LOS ANGELES -- The Chivas Board of Directors had reached a unanimous decision. Carlos Bustos was named new manager of Chivas over Victor Manuel Vucetich. The fundamental differences, on which this unanimous decision was based, were various, varied and illusory.
- Marshall: Bustos gets Chivas job, but Vucetich looms
1. Bustos is cheaper and far less demanding in terms of the reinforcements and auxiliary staff he requires. "Chivas has very interesting players; we just need to make them play better."
2. Bustos has promised time and time again, even guaranteed that he will save Chivas. He will get them to the playoffs, and more importantly, he will win back the fans with a display of great football and convincing victories. "In the Mexican tournament, you save yourself by making the playoffs."
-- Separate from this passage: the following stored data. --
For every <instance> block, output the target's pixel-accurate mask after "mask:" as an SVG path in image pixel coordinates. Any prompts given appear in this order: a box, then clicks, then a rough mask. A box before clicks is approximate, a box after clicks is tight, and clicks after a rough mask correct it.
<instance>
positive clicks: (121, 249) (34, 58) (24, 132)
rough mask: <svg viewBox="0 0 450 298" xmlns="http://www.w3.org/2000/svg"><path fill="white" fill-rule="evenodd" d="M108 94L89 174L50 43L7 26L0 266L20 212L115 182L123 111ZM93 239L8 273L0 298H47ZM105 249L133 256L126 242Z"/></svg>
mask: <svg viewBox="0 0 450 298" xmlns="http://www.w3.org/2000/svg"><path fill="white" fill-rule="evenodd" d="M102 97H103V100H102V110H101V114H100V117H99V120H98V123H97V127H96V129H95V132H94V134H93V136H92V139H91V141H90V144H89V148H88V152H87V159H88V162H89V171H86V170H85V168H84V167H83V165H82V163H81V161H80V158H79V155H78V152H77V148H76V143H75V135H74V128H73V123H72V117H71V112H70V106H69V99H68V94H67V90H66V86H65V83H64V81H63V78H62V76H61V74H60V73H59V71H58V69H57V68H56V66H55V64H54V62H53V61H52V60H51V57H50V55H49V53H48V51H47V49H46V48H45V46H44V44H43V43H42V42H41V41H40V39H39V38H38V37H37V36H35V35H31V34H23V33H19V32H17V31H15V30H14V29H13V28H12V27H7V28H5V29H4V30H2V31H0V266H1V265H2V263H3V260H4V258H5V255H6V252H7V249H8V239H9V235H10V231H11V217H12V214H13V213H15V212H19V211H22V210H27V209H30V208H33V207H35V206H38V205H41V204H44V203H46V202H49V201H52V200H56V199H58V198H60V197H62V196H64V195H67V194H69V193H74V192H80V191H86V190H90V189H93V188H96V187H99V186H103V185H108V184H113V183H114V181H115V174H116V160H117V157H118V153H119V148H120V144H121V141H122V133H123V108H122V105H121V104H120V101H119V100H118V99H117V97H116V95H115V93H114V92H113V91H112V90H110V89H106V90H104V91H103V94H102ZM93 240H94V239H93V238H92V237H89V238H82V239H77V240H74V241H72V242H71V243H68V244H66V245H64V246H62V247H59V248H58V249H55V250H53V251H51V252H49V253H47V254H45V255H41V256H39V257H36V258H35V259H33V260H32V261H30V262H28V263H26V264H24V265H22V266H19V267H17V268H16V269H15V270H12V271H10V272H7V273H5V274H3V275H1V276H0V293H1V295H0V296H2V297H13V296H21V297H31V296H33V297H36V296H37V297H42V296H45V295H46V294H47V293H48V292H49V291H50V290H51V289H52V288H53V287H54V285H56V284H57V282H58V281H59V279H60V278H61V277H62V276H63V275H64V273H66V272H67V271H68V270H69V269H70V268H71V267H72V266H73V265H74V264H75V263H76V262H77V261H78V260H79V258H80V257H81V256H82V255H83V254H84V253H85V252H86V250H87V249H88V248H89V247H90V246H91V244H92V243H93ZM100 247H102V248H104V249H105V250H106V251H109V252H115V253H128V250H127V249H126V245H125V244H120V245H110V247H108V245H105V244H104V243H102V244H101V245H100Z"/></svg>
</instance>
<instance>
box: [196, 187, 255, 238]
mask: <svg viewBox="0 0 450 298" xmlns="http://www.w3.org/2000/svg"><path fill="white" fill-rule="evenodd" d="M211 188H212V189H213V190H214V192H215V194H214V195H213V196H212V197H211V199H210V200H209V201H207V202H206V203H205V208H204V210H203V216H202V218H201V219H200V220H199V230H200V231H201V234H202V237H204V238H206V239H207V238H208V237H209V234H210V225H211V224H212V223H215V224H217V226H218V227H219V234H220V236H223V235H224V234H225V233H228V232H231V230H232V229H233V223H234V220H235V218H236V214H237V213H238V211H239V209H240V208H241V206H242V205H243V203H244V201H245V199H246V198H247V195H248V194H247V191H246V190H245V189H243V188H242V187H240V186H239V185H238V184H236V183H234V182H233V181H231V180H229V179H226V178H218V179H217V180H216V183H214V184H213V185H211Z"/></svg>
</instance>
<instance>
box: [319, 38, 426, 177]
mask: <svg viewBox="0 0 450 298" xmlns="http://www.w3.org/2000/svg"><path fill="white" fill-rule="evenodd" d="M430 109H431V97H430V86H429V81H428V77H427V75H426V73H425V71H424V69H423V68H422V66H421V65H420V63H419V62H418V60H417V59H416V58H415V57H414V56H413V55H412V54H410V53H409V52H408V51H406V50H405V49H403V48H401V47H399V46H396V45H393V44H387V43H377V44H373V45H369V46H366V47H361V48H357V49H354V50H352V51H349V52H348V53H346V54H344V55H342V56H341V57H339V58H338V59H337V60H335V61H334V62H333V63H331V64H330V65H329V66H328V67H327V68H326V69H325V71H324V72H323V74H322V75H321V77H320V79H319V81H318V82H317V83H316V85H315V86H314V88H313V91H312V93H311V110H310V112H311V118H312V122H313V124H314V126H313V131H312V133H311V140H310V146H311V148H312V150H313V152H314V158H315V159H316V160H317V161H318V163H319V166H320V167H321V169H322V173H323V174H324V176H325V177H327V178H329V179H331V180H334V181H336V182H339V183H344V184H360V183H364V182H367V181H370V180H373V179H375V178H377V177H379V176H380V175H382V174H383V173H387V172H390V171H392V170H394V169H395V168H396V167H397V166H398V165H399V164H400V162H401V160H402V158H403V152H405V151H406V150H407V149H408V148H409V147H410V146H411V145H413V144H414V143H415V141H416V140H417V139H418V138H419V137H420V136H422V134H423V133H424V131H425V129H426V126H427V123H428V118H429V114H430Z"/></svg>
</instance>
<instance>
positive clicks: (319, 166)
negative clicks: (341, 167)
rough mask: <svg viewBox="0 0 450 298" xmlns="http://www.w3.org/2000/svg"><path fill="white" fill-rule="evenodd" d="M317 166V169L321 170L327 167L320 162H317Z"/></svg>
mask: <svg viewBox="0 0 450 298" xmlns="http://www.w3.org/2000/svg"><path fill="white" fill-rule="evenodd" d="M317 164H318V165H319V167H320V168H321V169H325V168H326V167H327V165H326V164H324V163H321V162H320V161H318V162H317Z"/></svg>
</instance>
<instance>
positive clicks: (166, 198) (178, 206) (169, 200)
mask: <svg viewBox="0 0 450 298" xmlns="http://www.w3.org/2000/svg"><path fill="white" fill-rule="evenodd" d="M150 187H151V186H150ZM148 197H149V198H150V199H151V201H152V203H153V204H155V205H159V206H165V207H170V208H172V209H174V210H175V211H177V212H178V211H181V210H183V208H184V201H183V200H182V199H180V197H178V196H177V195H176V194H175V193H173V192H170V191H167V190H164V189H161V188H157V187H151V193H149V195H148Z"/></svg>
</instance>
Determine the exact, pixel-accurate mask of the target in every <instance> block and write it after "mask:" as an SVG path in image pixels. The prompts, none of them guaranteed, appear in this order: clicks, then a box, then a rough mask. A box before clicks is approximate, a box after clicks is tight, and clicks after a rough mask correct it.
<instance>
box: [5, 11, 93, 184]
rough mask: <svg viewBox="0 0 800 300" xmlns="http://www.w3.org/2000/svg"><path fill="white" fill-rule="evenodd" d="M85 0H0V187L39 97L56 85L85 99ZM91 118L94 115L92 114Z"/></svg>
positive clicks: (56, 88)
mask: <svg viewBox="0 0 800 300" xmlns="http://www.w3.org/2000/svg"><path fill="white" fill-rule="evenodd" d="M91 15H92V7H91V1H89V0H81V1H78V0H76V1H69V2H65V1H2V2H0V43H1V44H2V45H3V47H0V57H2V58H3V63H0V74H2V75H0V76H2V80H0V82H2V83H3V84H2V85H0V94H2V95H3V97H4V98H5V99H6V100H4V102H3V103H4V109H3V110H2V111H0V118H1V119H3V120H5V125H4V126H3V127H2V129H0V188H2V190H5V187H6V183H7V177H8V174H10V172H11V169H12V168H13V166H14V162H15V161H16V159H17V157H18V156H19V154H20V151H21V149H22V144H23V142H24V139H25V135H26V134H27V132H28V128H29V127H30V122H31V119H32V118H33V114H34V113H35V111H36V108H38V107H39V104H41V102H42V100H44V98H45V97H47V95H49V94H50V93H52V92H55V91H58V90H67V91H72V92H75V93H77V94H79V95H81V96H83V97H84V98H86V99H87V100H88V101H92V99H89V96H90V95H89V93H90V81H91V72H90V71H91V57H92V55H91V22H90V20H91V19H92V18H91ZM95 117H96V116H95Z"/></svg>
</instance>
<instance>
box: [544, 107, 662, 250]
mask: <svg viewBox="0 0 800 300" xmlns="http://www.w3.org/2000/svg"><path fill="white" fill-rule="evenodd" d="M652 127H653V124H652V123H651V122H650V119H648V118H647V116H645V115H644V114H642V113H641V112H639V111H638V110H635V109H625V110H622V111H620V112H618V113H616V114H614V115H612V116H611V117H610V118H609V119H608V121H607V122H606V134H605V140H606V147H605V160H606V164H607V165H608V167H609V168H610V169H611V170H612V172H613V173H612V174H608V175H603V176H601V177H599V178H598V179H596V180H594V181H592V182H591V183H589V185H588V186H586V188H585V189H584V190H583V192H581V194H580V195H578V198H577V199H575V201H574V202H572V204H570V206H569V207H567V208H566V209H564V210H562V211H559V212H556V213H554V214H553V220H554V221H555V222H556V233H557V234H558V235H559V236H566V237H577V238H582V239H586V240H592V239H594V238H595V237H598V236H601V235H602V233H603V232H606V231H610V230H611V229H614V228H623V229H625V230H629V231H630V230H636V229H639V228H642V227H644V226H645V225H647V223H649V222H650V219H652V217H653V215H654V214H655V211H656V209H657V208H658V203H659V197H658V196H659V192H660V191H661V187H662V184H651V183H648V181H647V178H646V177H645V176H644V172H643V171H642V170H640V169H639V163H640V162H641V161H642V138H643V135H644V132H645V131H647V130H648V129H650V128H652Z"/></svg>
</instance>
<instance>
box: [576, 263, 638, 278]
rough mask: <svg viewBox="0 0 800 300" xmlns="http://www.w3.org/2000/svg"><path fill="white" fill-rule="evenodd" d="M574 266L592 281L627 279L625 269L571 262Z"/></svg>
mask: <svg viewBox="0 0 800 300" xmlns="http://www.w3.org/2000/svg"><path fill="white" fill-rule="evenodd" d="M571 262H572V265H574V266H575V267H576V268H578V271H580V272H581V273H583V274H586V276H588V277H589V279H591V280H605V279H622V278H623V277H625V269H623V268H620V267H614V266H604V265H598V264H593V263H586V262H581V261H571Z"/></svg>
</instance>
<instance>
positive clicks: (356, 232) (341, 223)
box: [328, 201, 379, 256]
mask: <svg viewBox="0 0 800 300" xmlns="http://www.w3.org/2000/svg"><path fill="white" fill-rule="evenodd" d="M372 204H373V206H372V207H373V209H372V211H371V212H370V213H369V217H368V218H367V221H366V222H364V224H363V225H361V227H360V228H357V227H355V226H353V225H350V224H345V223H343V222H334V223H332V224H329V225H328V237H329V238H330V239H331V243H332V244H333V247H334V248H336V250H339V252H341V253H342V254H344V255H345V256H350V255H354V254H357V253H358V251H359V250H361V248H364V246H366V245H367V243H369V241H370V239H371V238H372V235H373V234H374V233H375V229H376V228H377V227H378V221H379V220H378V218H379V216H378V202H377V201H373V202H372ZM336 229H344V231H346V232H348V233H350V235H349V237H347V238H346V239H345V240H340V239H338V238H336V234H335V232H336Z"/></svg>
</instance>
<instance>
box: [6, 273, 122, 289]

3. Let's not forget about discipline. Bustos has strict control over the players through his auxiliary staff. Little play, hard work, a healthy diet, concentration and supervision. At Chivas, after the ordeal they went through with Ricardo La Volpe, they certainly don't want to see any more off-field issues.
4. Bustos has been portrayed as a hybrid, something likened to a cross between Tomas Boy and Ruben Omar Romano, who he is even closer to off the field. This likeness can be summarized as an attacking style of soccer, with a certain amount of defense and a constant demand on the players to perform.
In fact, at Toros Neza, Bustos left a clear warning of his coaching prowess, even though he did not have an opportunity to fully make use of it.
So far so good, Bustos appears to be the perfect candidate for the job, but...
1. Bustos will not be able to count on the same players as he had when coached Morelia. Players, such as Aldo Leao, Joao Rojas, Hector Mancilla and Jefferson Montero, who at that time he considered sure contenders for their respective national team World Cup squads.
2. Without any outstanding show of brilliance, nor an overwhelming level of consistent play, Bustos managed to get Morelia to the playoffs, not once but twice. Once they reached fourth place and second time round they only made it to sixth place, nevertheless it was always with at least 50 percent productivity.
His misfortune was that on both occasions he came face to face with the favorites, the title contenders. First they were eliminated by a rejuvenated Cruz Azul team, who later went on to lose to America in the final. Second time round it was Leon that crushed their dreams -- the same Leon that threaten to carry out a repeat performance this week.
3. In both the aforementioned seasons, the first standing in for Romano and the second fully under his own control, he managed to keep the team among those teams to be considered the best attacking teams in the league. Unfortunately, these were also the teams considered to have the most missed opportunities. On the other hand, despite not being among the teams that had conceded the most goals, the goal posts, their goalkeeper Federico Vilar and their defense remained unsung heroes.
4. Chivas starts the next season in a state of crisis, three points ahead of Puebla and with Leones Negros biting at the bit to move up the relegation table, shown by their dramatic results week after week. It's time to do the math; there is no margin for error.
Rumor has it that it was in fact Rafael Puente who stabbed Vucetich in the back. Such a rumor emanates from the Televisa studios and is backed by further rumors that it was in fact Puente, who brought the mighty duo of Miguel Herrera and Ricardo Pelaez to America, in order to generate their revival.
However, everyone, that's to say Bustos, Puente, Palencia, Herrera and everyone else, know, that just as it was with the previous 15 coaches and 16 managers, regardless of whether they achieved results or not, regardless of whether they went up or down, made it or didn't make it to the playoffs, they all lived in fear of the day that Chivas owner Jorge Vergara would wake up fed up of being fed up and would simply fire them.